The young men took the vows of sannyasa and started a Math under extremely difficult conditions, bravely undergoing many privations. Narendra was their inspiration and their guide.
But Narendra longed for the peace of solitude. He also wanted to teach his brother monks not to depend upon him. One day he slipped away from the Math, alone and on foot, and became a wandering sannyasin. He traveled extensively in India from the Himalayan glaciers to the lands’ end at Cape Comorin in the South. In central India he lived with a family of outcast sweepers and amidst them he found spiritual treasures, while their misery choked him. Absorbed within himself, he was a seething cauldron with “a soul on fire”. “I feel a mighty power!” he wrote during this time. “It is as if I were to blaze forth. There are so many powers in me~ It seems to me as if I could revolutionize the world…”

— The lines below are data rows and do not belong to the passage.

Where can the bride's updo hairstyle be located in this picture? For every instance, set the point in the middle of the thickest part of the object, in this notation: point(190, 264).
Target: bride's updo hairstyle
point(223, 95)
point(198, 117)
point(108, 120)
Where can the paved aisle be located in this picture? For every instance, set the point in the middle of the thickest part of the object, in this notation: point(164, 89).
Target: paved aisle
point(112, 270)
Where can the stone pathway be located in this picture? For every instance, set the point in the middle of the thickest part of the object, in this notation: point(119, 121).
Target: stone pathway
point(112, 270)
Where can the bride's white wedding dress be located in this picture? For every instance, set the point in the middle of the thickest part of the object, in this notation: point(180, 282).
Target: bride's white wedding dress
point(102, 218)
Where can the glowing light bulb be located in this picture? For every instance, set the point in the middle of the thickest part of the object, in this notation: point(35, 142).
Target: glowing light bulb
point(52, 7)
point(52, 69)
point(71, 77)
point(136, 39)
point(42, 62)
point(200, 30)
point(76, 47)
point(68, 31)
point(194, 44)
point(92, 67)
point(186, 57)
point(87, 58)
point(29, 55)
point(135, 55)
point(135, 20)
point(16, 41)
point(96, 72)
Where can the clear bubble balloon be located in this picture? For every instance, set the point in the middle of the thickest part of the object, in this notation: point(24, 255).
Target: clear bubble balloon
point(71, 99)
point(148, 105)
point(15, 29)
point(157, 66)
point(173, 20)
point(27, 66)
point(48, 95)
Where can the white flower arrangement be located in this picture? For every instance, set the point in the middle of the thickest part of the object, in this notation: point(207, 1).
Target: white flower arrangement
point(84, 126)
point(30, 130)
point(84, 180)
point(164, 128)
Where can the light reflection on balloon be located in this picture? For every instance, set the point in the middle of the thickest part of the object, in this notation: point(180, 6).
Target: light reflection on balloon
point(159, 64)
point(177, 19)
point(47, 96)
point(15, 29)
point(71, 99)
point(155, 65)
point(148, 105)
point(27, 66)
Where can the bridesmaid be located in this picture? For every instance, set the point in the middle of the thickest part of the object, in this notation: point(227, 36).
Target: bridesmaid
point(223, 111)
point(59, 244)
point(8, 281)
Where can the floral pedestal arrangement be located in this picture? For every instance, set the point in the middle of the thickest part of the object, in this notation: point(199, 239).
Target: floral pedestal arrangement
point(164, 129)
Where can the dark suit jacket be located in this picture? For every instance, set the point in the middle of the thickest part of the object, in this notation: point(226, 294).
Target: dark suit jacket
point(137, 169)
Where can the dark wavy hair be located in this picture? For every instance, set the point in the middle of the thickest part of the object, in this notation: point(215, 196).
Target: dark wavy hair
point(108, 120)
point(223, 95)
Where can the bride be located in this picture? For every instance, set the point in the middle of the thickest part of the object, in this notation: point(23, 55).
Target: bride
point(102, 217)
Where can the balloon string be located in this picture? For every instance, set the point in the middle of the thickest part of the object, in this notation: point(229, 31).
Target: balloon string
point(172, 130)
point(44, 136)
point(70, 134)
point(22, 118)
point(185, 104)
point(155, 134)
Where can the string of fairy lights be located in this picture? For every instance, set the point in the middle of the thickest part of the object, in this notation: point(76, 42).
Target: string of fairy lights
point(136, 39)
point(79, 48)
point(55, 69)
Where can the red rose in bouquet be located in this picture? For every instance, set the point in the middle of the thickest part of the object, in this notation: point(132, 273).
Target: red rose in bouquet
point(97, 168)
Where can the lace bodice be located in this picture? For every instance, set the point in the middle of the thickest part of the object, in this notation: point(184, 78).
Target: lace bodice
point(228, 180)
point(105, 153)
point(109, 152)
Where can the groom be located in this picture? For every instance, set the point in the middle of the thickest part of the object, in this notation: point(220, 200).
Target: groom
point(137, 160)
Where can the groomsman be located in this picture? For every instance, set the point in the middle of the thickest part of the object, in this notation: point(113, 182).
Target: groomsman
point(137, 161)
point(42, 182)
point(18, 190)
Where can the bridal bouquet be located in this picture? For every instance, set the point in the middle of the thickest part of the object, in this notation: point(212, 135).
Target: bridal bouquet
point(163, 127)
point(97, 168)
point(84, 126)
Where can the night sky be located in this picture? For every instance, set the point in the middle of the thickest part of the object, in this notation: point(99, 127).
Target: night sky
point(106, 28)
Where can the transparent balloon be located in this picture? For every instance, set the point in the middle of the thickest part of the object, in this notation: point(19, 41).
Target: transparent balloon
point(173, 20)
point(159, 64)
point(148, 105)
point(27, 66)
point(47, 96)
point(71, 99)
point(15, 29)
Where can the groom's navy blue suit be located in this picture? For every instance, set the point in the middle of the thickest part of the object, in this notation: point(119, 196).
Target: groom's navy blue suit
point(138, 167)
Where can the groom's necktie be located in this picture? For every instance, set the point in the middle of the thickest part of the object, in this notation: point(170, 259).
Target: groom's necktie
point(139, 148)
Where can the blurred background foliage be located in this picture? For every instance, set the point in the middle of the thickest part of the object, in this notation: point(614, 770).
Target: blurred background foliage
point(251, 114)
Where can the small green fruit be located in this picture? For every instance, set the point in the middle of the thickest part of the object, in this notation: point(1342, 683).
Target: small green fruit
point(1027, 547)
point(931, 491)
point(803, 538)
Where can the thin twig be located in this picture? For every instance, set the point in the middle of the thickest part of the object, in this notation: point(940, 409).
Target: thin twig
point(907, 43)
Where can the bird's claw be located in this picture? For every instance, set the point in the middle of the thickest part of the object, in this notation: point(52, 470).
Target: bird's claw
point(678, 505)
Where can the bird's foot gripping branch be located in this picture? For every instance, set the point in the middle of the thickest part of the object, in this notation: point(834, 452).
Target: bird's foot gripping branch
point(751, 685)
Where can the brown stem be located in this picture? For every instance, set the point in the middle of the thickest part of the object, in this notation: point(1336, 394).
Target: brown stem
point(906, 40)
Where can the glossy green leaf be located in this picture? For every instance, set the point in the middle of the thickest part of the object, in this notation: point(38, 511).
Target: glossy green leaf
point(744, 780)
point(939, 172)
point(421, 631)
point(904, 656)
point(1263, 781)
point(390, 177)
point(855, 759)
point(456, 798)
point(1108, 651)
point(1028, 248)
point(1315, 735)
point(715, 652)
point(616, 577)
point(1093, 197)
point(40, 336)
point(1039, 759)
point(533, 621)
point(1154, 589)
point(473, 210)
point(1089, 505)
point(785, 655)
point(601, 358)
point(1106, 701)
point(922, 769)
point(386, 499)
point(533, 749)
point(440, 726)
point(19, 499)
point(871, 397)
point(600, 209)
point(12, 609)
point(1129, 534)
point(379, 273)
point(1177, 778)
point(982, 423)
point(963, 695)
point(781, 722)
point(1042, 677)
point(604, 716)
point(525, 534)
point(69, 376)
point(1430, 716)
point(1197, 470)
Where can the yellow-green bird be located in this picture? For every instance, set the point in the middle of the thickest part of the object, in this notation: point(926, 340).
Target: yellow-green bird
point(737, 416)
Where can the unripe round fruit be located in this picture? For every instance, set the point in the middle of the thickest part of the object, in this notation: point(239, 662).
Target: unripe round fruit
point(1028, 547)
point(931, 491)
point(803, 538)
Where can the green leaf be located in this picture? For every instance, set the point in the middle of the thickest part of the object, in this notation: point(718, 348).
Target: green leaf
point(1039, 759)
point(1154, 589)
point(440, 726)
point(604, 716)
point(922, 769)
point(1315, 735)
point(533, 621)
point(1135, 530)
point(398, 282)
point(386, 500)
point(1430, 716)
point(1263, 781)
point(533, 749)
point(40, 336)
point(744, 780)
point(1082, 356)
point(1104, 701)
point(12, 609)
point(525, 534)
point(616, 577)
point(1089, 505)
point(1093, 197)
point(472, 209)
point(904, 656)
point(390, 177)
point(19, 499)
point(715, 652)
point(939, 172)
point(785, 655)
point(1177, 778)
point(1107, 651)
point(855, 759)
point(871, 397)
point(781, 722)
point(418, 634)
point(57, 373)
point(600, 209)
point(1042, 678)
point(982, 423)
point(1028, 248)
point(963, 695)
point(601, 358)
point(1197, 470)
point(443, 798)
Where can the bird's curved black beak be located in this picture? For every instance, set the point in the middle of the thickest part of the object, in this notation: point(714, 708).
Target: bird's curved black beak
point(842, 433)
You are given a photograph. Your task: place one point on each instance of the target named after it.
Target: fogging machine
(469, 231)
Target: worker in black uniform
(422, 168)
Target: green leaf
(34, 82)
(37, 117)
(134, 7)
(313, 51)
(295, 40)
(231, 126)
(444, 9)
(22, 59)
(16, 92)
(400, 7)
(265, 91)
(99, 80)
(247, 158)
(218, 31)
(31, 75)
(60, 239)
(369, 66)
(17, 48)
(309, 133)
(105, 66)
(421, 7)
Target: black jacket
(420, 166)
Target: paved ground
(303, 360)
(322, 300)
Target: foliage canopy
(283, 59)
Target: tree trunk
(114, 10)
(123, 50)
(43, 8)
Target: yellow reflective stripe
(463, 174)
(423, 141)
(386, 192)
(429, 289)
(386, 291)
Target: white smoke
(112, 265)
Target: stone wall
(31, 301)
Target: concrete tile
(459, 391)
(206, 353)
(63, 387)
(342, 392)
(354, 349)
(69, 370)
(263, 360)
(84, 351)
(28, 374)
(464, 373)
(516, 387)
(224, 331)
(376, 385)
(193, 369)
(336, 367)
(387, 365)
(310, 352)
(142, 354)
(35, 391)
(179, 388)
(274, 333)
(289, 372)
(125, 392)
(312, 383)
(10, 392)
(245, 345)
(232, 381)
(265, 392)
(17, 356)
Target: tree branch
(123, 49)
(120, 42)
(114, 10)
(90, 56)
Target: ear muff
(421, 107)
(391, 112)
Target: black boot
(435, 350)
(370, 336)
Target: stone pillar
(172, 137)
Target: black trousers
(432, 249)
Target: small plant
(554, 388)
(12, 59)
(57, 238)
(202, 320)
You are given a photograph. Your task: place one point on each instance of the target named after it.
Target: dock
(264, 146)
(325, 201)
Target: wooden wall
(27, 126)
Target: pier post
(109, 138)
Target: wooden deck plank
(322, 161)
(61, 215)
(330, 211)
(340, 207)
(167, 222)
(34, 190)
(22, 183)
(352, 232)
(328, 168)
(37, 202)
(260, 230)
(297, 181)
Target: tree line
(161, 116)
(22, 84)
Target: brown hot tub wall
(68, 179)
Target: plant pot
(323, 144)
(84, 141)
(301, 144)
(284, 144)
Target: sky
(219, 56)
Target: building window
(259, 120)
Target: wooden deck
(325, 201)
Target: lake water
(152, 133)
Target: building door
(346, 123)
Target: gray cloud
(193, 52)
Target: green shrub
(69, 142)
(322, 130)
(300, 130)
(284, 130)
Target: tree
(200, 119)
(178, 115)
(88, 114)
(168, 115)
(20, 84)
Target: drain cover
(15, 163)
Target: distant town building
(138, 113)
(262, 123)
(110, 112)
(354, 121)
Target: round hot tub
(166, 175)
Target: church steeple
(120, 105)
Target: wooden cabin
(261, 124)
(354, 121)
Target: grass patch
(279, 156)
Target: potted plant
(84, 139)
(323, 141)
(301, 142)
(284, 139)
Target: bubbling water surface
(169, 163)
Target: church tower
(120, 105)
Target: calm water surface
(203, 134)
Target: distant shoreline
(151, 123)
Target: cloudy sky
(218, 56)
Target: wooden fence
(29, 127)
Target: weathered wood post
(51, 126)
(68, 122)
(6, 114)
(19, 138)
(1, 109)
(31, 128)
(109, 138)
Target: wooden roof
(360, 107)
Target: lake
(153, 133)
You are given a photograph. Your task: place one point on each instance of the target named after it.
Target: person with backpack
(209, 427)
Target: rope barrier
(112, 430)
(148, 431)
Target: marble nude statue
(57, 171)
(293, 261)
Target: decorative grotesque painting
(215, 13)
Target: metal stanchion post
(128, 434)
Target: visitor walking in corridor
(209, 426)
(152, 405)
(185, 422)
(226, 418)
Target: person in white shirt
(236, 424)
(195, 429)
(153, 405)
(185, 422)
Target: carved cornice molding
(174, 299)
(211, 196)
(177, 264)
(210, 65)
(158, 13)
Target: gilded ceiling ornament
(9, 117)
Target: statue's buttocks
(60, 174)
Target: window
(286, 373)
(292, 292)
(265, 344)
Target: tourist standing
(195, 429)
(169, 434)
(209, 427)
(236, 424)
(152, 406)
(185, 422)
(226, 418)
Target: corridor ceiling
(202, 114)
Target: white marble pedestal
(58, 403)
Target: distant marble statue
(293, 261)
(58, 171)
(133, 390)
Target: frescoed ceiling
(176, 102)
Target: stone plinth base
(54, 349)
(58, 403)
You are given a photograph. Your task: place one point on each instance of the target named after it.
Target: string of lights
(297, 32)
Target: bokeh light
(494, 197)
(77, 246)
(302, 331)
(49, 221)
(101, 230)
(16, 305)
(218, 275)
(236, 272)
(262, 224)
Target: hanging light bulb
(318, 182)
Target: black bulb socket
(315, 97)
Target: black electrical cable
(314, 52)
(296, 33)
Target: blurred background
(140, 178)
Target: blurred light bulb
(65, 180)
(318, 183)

After a fierce inner struggle to integrate his intellect, his fiery spirit and his inherent spirituality, the two-fold mission of this man of destiny – namely, the quest for God and service to mankind – was to crystallize into a progressive action. On May 31, 1893, with the new name of Swami Vivekananda, he sailed from Bombay for the first World Parliament of Religions in Chicago, USA. He was 30 years old and an unaccredited delegate among the many religious leaders from numerous faiths and sects from all parts of the world. Nevertheless, Swami Vivekananda captured the centre of the stage of the Parliament. His magnetic presence brought people cheering to their feet as he began his first address: “Brothers and sisters of America…” The New York Herald had this to say: “He is undoubtedly the greatest figure in the Parliament of Religions.”
After the Parliament, he toured the United States and visited England, Europe, China and Japan. He won many followers, a good number of whom came to be with him in India. He made a second trip abroad in 1899. But his strenuous schedules ever since his days as a wandering sannyasin had affected his health adversely. He began to feel that his mission on earth was drawing to a close, and his last year was spent in the Math at Belur. On July 4, 1902, Swami Vivekananda went to his room, lay down, and quietly left his body. He was 39 years old.
Four years earlier, on another fourth of July, Swami Vivekananda had written a poem dedicated to that date which for him represented liberty; liberty of life and of spirit. Reading it now, one cannot but feel that Swami Vivekananda in some way embodied Liberty in its highest sense:
To the fourth of July
Behold the dark clouds melt away
That gathered thick at night and hung
Like a gloomy pall above the earth!
Before thy magic touch the world
Awakes…
All hail to thee, thou lord of light!
A welcome new to thee today
O sun! Today thou sheddest liberty!
Bethink thee how the world did wait
And search for thee, through time and clime!
Move on O lord, in thy resistless path,
Till thy high noon o’erspreads the world,
Till every land reflects thy light,
Till men and women, with uplifted head,
Behold their shackles broken and know
In springing joy their life renewed!
Swami Vivekananda’s life corresponded to a time in the earth’s history when men and women throughout the world began to ask for a wider vision of life, a more comprehensive vision that would harmonise the diverse claims of science and spirituality. His burning quest to join together knowledge, devotion and action was indeed unique, and his numerous speeches and letters bear witness to this.